Re: Unicode corpus tools/missing characters

Date: Mon May 24 1999 - 10:50:43 EDT


       We in SIL have overlapping interests with you since we are
       heavily involved in supporting linguistic research in a large
       number of minority languages (currently over 1000) around the
       world. We have a variety of software tools for doing linguistic
       research, some of which may perform the tasks that you need.

       We are in the process of a major re-engineering of our tools.
       Unfortunatly, we do not have Unicode-capable versions available
       at present. That is being added, however, as is the capability
       to define the writing-system-specific needs of each minority
       language for rendering, collation, etc. So, I can't help you
       today, but in the future our software may be of use to you.

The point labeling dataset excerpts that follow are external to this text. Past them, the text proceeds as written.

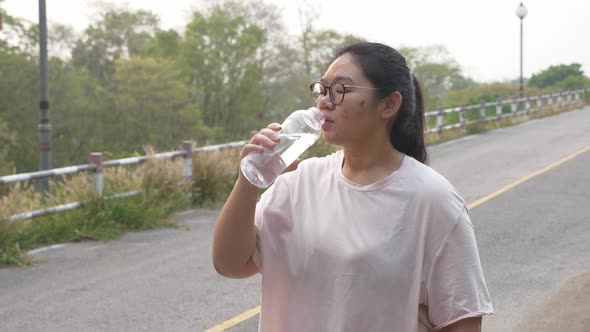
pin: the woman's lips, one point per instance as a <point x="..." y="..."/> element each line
<point x="326" y="123"/>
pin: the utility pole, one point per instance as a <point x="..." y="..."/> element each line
<point x="44" y="125"/>
<point x="521" y="12"/>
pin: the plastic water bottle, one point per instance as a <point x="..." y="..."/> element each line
<point x="299" y="131"/>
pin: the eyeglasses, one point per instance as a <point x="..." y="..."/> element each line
<point x="337" y="91"/>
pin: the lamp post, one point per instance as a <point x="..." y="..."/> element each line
<point x="44" y="125"/>
<point x="521" y="12"/>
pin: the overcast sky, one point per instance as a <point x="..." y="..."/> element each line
<point x="483" y="36"/>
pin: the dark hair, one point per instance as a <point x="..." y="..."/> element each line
<point x="388" y="70"/>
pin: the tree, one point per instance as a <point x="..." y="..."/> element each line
<point x="437" y="70"/>
<point x="152" y="105"/>
<point x="118" y="33"/>
<point x="221" y="55"/>
<point x="554" y="75"/>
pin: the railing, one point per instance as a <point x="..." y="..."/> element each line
<point x="97" y="165"/>
<point x="478" y="113"/>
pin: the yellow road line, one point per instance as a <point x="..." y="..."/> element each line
<point x="526" y="178"/>
<point x="255" y="311"/>
<point x="236" y="320"/>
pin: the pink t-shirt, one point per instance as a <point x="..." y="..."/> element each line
<point x="396" y="255"/>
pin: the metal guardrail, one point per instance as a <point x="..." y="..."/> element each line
<point x="97" y="167"/>
<point x="187" y="151"/>
<point x="483" y="107"/>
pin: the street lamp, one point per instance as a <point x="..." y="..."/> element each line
<point x="521" y="13"/>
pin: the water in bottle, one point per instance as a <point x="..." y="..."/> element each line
<point x="299" y="131"/>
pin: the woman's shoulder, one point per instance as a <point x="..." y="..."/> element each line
<point x="428" y="183"/>
<point x="321" y="163"/>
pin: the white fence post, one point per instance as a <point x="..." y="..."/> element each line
<point x="440" y="121"/>
<point x="98" y="175"/>
<point x="462" y="117"/>
<point x="187" y="170"/>
<point x="498" y="112"/>
<point x="482" y="109"/>
<point x="513" y="109"/>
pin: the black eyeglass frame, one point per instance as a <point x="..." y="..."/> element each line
<point x="329" y="89"/>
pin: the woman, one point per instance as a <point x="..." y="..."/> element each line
<point x="368" y="238"/>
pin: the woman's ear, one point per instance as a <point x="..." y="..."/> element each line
<point x="392" y="104"/>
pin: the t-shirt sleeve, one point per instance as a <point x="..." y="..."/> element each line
<point x="455" y="286"/>
<point x="272" y="206"/>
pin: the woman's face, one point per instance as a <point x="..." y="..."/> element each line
<point x="355" y="119"/>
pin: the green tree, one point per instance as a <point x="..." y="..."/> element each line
<point x="117" y="33"/>
<point x="554" y="75"/>
<point x="221" y="56"/>
<point x="152" y="105"/>
<point x="437" y="70"/>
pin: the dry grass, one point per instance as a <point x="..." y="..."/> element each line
<point x="159" y="175"/>
<point x="214" y="174"/>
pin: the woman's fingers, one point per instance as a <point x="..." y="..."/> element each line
<point x="293" y="166"/>
<point x="274" y="126"/>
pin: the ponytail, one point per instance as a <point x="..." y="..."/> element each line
<point x="388" y="70"/>
<point x="407" y="133"/>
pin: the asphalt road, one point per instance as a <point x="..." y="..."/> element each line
<point x="532" y="240"/>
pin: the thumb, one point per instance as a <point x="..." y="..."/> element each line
<point x="293" y="166"/>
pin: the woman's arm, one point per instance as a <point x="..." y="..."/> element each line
<point x="472" y="324"/>
<point x="234" y="240"/>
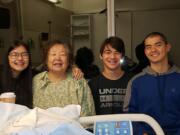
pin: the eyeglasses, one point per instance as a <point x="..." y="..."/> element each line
<point x="15" y="55"/>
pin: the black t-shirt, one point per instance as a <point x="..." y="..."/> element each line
<point x="108" y="94"/>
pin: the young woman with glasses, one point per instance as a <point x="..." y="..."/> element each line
<point x="17" y="74"/>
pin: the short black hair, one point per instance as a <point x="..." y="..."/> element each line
<point x="152" y="34"/>
<point x="115" y="42"/>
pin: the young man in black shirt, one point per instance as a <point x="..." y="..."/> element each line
<point x="109" y="87"/>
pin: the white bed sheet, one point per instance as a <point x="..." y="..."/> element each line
<point x="17" y="119"/>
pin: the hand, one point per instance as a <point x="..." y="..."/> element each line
<point x="77" y="73"/>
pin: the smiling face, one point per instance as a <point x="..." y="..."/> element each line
<point x="111" y="58"/>
<point x="156" y="49"/>
<point x="18" y="59"/>
<point x="57" y="60"/>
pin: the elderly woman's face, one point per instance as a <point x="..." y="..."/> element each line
<point x="57" y="60"/>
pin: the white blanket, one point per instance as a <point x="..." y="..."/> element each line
<point x="19" y="120"/>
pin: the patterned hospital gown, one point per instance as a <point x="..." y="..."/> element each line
<point x="69" y="91"/>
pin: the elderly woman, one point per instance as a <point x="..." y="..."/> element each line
<point x="56" y="87"/>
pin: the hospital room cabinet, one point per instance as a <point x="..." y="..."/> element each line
<point x="81" y="31"/>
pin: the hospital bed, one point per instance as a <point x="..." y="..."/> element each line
<point x="125" y="118"/>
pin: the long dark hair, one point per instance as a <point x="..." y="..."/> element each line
<point x="22" y="85"/>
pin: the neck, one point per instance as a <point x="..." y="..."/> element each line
<point x="113" y="75"/>
<point x="160" y="67"/>
<point x="54" y="76"/>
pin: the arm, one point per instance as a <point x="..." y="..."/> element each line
<point x="85" y="99"/>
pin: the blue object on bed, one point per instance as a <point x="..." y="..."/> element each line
<point x="113" y="128"/>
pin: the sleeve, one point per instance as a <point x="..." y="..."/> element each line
<point x="35" y="85"/>
<point x="85" y="99"/>
<point x="133" y="100"/>
<point x="127" y="97"/>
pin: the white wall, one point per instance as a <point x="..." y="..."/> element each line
<point x="8" y="35"/>
<point x="134" y="21"/>
<point x="36" y="15"/>
<point x="88" y="6"/>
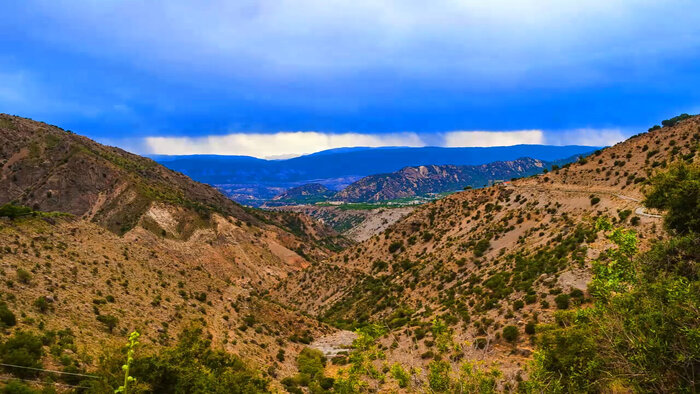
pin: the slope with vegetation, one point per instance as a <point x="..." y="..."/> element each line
<point x="97" y="242"/>
<point x="490" y="268"/>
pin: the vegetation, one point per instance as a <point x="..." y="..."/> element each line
<point x="643" y="332"/>
<point x="190" y="366"/>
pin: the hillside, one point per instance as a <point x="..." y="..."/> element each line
<point x="112" y="242"/>
<point x="484" y="259"/>
<point x="253" y="181"/>
<point x="304" y="194"/>
<point x="423" y="180"/>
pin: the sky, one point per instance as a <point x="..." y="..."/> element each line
<point x="278" y="78"/>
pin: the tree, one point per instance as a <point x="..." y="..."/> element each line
<point x="24" y="349"/>
<point x="7" y="318"/>
<point x="510" y="333"/>
<point x="109" y="321"/>
<point x="678" y="192"/>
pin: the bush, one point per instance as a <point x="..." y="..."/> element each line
<point x="395" y="246"/>
<point x="530" y="328"/>
<point x="41" y="304"/>
<point x="510" y="333"/>
<point x="24" y="349"/>
<point x="14" y="211"/>
<point x="678" y="192"/>
<point x="23" y="276"/>
<point x="192" y="366"/>
<point x="109" y="321"/>
<point x="562" y="301"/>
<point x="402" y="377"/>
<point x="439" y="376"/>
<point x="481" y="247"/>
<point x="311" y="362"/>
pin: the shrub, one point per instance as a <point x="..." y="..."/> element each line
<point x="24" y="349"/>
<point x="402" y="377"/>
<point x="677" y="191"/>
<point x="562" y="301"/>
<point x="23" y="276"/>
<point x="311" y="362"/>
<point x="192" y="366"/>
<point x="510" y="333"/>
<point x="42" y="304"/>
<point x="395" y="246"/>
<point x="439" y="376"/>
<point x="14" y="211"/>
<point x="481" y="247"/>
<point x="530" y="328"/>
<point x="109" y="321"/>
<point x="7" y="318"/>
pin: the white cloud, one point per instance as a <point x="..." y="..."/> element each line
<point x="586" y="136"/>
<point x="291" y="144"/>
<point x="493" y="138"/>
<point x="282" y="144"/>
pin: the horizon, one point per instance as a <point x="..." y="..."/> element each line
<point x="281" y="79"/>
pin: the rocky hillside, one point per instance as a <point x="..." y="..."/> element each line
<point x="422" y="180"/>
<point x="110" y="242"/>
<point x="305" y="194"/>
<point x="484" y="259"/>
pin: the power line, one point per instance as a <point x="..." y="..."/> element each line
<point x="48" y="370"/>
<point x="44" y="383"/>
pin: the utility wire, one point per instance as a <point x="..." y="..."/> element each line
<point x="48" y="370"/>
<point x="44" y="383"/>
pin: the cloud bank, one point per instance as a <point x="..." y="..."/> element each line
<point x="290" y="144"/>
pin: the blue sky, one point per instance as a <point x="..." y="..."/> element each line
<point x="276" y="78"/>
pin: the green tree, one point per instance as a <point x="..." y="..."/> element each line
<point x="23" y="349"/>
<point x="678" y="192"/>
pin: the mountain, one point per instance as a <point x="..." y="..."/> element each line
<point x="462" y="269"/>
<point x="423" y="180"/>
<point x="253" y="181"/>
<point x="305" y="194"/>
<point x="98" y="242"/>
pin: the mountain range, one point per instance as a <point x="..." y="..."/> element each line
<point x="253" y="181"/>
<point x="530" y="285"/>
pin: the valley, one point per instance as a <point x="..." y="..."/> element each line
<point x="307" y="296"/>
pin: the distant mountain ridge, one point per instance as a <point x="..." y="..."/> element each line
<point x="253" y="181"/>
<point x="308" y="193"/>
<point x="422" y="180"/>
<point x="415" y="181"/>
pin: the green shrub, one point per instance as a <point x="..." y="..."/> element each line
<point x="192" y="366"/>
<point x="402" y="377"/>
<point x="7" y="318"/>
<point x="530" y="328"/>
<point x="395" y="246"/>
<point x="439" y="376"/>
<point x="14" y="211"/>
<point x="23" y="276"/>
<point x="678" y="192"/>
<point x="562" y="301"/>
<point x="24" y="349"/>
<point x="42" y="305"/>
<point x="109" y="321"/>
<point x="510" y="333"/>
<point x="481" y="247"/>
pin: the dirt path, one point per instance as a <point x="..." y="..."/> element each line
<point x="641" y="211"/>
<point x="333" y="344"/>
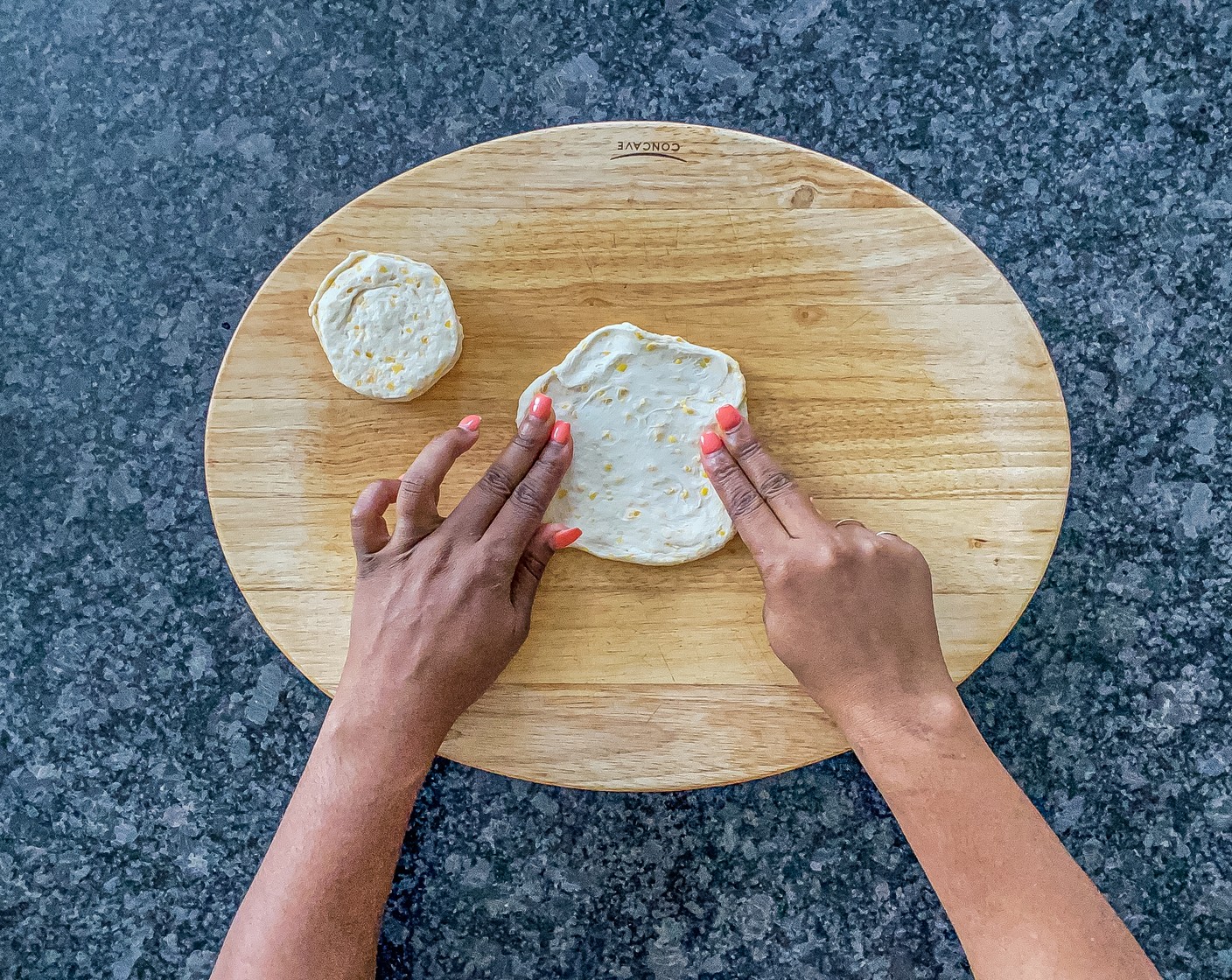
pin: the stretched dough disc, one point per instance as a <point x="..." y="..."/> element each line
<point x="387" y="325"/>
<point x="639" y="403"/>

       For further information on our language software tools, feel
       free to visit our web site at


       From: AT internet on 05/24/99 05:32

       Received on: 05/24/99

       To: Peter Constable/IntlAdmin/WCT, AT
       Subject: Unicode corpus tools/missing characters

       Hello (I'm a recently subscribed addition to the mailing list).

       Can anyone advise me on the availability of commerical corpus
       tools (concordance/collocation etc) which are able to handle
       Unicode characters?

       Also, I am in the process of converting a small Punjabi corpus
       from an 8-bit Indian font into the Gurmukhi Unicode characters
       (using UniEdit 1.4 from Duke University). However, I am facing
       a few problems:

       1) some of the diacritic characters in the font don't exist in
       the Unicode Standard. In particular the pehri haha and pehri
       rara. I'd also like to be able to input a bindi with a
       horizontal joining line.
       2) some of the diacritics that do exist in Unicode aren't
       well by UniEdit (notably the bindi 0A02 and UU 0A42)
       3) some of the missing diacritics appear in private use slots
       in UniEdit.

       I was wondering if anyone else had come up against limitations
       either for the Unicode Editor they were using, or in the
       Unicode Standard themselves - and if so, how they dealt with
       it. I've tried using a "best fit" solution by employing other
       characters, which is not ideal. I'm wondering if I should
       invest in another editor. And what would happen if I tried to
       open a UniEdit .uni file in another Unicode editor? Would it
       open at all? How would it handle the private space characters?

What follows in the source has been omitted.